İslâm mücahidleri arasında bulunan münafıklar, " Muhammed, öldürüldü! " diyerek yaygaraya başladılar. 371

Onlardan, " Keşke Abdullah b. Übeyy'e gidecek bir adamımız olsa da, o bize Ebu Süfyan'dan bir eman alıverse! " diyenler olduğu gibi;

" Ey Müslümanlar! Muhammed öldürüldü artık! Ebu Süfyan gelip sizi öldürmeden önce, kavminizin yanına (Medine'ye) dönün! " diyenler, 372

Hatta, müşriklerle savaşan mücahidleri birer birer dolaşarak onları savaşmaktan vazgeçirmeye çalışanlar da vardı.

Nitekim, Malik b. Duhşum böyle yapmış; çalı çırpı üzerine oturup dinlendiği ve onüç yerinden yaralanmış bulunduğu bir sırada Hârice b. Zeyd'in yanına varıp:

" Muhammed'in öldürüldüğünü bilmiyor musun?" demişti.

Hârice b. Zeyd:

" Muhammed öldürülmüşse, hiç şüphesiz, Allah, Hayy ve Lâyemût'tur, ölümsüzdür! Muhammed, Rabbinin elçilik vazifesini yerine getirmiştir. Yapılması gereken tebliğleri yapmıştır. Senin dininin uğrunda da çarpışmıştır! " dedi.

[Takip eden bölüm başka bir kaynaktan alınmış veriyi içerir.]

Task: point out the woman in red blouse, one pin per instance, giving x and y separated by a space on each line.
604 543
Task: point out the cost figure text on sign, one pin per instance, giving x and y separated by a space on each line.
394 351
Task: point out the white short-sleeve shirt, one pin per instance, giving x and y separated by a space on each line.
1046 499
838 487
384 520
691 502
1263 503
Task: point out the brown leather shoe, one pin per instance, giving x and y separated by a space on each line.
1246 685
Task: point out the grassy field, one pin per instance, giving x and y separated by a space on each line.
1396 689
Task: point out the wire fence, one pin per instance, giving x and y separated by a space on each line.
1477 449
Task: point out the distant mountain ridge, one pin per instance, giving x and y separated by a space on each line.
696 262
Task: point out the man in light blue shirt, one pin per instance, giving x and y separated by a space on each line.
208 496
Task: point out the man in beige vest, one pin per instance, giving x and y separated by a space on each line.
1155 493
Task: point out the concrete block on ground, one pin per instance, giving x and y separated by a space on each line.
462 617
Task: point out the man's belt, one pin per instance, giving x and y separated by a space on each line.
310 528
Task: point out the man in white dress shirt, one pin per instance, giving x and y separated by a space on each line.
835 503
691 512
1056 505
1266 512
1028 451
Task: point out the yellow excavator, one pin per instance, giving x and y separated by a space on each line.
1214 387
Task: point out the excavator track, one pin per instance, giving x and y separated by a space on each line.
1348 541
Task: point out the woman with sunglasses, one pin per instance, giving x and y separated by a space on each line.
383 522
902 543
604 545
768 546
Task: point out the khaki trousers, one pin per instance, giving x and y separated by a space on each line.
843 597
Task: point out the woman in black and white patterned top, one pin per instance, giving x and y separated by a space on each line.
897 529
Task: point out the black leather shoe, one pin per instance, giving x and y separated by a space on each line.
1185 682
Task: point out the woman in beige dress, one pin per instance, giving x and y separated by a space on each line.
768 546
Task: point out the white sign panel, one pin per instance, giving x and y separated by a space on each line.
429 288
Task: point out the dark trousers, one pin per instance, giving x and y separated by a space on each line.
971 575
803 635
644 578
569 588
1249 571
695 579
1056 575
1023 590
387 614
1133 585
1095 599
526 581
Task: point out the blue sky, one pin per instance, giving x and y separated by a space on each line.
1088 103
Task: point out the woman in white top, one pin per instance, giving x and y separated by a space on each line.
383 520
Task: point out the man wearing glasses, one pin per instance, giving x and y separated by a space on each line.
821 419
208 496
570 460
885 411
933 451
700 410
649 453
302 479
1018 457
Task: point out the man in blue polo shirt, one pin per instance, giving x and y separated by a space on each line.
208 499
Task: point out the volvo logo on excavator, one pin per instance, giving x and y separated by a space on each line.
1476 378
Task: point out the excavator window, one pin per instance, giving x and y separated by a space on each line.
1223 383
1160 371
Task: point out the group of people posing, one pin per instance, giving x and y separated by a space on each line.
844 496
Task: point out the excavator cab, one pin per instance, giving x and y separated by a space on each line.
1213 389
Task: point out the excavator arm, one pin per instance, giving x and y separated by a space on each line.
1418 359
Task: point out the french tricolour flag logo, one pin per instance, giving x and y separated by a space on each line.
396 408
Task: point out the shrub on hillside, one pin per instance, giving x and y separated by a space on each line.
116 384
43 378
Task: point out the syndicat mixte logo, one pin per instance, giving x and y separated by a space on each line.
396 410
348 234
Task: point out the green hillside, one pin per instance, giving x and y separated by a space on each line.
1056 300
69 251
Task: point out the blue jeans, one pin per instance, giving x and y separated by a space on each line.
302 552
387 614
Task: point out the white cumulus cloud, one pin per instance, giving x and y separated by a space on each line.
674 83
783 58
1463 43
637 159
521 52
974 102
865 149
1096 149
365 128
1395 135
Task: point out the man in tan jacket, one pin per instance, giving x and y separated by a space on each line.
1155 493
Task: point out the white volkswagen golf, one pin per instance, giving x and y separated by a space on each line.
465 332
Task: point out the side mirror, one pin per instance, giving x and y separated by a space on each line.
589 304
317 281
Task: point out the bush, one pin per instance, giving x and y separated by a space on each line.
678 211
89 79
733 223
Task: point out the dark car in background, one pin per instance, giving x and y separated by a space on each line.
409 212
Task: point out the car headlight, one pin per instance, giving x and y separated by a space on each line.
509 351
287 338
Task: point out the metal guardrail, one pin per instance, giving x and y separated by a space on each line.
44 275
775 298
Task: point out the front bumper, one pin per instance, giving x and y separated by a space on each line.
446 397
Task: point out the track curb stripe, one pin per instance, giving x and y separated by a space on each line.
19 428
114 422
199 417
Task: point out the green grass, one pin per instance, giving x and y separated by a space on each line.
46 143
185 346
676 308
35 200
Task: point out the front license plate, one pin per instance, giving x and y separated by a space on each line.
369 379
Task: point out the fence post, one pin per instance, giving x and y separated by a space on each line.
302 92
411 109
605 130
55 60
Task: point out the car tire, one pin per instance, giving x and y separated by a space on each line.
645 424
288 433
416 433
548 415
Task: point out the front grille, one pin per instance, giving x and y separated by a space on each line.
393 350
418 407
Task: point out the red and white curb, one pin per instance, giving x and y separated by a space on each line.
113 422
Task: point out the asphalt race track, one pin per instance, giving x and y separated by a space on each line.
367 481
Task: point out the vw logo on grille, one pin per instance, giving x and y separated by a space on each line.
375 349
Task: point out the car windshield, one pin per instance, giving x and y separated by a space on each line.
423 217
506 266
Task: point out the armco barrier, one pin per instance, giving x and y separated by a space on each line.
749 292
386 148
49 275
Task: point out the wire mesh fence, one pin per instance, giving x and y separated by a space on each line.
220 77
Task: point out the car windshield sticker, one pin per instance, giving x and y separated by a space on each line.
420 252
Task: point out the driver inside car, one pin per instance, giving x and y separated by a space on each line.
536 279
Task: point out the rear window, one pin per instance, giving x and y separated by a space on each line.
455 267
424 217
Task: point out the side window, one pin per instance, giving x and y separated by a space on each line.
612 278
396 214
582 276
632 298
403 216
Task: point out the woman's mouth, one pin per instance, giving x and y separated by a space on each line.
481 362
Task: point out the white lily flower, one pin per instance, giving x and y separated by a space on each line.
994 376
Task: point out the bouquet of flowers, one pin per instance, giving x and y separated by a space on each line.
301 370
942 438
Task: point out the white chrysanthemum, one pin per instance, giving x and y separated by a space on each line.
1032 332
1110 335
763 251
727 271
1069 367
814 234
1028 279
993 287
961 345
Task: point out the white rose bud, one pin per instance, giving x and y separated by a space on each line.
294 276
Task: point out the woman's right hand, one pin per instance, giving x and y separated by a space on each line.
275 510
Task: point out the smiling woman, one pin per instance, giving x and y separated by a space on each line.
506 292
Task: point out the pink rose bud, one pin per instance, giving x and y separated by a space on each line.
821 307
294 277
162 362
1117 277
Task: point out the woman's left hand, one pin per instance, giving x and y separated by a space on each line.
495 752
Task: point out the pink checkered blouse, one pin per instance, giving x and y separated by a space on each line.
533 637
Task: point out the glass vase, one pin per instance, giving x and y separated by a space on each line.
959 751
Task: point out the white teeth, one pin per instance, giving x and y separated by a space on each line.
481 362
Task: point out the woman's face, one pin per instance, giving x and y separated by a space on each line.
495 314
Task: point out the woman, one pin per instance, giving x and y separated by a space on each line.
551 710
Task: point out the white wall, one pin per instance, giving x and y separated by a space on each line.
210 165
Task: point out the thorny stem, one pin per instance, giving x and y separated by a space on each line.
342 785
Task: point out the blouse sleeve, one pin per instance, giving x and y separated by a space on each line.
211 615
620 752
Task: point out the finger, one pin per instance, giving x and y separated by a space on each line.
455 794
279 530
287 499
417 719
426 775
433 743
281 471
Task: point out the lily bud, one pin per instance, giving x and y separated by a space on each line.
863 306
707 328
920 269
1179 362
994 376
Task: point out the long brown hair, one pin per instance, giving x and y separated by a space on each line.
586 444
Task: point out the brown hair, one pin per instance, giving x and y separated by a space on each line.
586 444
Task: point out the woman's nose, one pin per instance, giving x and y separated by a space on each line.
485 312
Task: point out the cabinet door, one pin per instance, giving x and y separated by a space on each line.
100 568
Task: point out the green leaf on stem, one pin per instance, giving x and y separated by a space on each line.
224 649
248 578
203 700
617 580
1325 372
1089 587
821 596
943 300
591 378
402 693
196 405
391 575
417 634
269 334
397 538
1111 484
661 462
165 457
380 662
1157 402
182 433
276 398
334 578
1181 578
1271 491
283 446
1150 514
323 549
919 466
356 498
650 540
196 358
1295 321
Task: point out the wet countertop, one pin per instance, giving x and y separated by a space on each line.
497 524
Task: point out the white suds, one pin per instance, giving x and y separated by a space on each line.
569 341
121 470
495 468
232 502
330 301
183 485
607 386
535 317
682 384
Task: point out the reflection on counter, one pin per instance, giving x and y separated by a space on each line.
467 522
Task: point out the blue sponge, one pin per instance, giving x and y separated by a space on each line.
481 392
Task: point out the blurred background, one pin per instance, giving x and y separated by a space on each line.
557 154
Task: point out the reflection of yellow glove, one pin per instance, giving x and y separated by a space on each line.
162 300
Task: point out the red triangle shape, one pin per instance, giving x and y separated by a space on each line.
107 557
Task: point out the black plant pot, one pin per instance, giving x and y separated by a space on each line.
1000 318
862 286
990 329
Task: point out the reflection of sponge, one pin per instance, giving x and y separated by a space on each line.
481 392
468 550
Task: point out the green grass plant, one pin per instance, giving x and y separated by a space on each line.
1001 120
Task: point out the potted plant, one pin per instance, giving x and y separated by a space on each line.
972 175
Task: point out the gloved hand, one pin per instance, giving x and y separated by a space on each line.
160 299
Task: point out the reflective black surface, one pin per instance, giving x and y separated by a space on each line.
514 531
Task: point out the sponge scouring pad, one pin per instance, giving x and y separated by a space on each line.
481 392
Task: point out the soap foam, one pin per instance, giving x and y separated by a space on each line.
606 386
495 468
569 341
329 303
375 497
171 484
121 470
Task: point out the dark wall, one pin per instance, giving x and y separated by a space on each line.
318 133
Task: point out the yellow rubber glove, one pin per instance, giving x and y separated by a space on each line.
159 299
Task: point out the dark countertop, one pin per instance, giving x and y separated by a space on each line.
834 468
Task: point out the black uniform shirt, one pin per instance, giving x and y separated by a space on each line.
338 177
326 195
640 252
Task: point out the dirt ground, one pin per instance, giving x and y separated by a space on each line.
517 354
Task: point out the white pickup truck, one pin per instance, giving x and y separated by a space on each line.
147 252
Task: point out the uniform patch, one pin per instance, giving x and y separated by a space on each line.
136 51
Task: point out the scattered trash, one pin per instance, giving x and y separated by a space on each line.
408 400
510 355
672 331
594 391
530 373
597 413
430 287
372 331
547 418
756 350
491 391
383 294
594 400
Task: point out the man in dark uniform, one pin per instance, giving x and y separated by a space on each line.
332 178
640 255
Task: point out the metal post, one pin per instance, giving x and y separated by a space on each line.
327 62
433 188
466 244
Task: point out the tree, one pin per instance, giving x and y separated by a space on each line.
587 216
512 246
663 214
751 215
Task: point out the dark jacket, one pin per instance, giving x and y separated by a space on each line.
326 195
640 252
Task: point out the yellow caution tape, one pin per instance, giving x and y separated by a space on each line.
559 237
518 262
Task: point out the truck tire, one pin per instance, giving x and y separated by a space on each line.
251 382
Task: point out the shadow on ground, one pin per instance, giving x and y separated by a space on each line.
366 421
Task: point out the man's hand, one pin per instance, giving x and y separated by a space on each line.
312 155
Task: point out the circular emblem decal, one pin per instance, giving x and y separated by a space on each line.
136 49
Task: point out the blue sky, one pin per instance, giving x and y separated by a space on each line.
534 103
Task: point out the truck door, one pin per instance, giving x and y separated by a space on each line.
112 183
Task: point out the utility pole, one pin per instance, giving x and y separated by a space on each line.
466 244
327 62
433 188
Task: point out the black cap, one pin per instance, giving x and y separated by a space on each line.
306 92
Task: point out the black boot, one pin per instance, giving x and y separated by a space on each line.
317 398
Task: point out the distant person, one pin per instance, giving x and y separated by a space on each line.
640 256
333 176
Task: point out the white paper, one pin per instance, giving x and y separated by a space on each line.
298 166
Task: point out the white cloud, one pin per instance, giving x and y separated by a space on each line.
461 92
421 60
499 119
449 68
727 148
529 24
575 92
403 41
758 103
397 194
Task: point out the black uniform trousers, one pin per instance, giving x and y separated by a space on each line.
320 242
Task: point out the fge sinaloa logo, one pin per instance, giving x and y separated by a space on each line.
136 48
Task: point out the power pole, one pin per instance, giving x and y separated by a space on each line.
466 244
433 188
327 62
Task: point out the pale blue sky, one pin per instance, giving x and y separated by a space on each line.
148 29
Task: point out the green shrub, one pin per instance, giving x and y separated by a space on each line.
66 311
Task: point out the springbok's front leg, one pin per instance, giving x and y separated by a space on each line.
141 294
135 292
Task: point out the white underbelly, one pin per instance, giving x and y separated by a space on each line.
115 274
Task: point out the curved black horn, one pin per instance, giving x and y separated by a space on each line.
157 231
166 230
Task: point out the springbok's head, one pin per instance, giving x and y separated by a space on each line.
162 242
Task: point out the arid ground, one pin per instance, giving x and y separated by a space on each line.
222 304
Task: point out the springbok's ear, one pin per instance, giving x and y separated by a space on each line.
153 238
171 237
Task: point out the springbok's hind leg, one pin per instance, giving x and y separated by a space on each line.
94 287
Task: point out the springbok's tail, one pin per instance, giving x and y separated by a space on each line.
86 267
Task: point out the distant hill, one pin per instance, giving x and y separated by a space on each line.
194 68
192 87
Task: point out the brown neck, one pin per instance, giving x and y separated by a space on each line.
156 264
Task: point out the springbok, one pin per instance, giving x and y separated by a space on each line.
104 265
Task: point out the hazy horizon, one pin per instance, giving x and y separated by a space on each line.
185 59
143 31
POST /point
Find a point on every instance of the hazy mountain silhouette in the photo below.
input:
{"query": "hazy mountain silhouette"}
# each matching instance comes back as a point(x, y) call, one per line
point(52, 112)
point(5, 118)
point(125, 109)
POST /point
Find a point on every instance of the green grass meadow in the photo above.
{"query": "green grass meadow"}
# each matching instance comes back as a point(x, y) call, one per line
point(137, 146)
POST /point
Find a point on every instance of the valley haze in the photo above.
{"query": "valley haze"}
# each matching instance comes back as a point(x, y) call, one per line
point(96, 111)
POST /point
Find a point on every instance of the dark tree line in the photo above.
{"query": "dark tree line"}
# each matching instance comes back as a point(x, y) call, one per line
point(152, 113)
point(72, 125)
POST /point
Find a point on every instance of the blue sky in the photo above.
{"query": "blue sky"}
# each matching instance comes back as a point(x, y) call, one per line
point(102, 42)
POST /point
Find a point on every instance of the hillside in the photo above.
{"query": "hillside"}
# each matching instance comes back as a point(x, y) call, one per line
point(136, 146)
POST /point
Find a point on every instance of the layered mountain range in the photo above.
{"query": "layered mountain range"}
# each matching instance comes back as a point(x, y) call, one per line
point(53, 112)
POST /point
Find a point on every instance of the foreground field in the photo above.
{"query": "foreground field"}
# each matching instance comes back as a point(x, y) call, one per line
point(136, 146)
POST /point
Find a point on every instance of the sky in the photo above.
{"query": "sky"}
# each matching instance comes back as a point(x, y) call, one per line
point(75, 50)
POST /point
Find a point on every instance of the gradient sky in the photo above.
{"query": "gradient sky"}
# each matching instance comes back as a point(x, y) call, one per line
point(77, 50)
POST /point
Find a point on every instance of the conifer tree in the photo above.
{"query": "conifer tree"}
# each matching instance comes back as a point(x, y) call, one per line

Malik b. Duhşum kalkıp Sa'd b. Rebi'in yanına vardı. O da, oniki yerinden yaralanmış bulunuyordu. Ona da:

" Muhammed'in öldürüldüğünü biliyor musun?" dedi.

Sa'd b. Rebi':

" Ben Muhammed'in Rabbi tarafından verilen elçilik ve tebliğ vazifesini yerine getirdiğine ve senin dinin uğrunda da çarpıştığına şehadet ederim.

Şayet Muhammed öldürülmüşse, hiç şüphesiz, Allah Hayy ve Lâyemût'tur, ölümsüzdür" dedi.

Mâlik b. Duhşum:

" Resûlullahın öldürüldüğü muhakkaktır. Artık sizler de, daha önce dönenler gibi, kavminizin yanına dönün! Şimdi onlar evlerine sağ salim girmiş bulunuyorlar" dedi. 373

-------------------------------------

371. Yâkubî, Târih, c. 2, s. 27.

372. Taberî, c. 3, s. 20, İbn Esîr, Kâmil, c. 2, s. 156.

373. Vâkıdî, Megâzı, c. 1, s. 280, Belâzurî, Ensâbu'l-eşrâf, c. 1 , s. 326-327.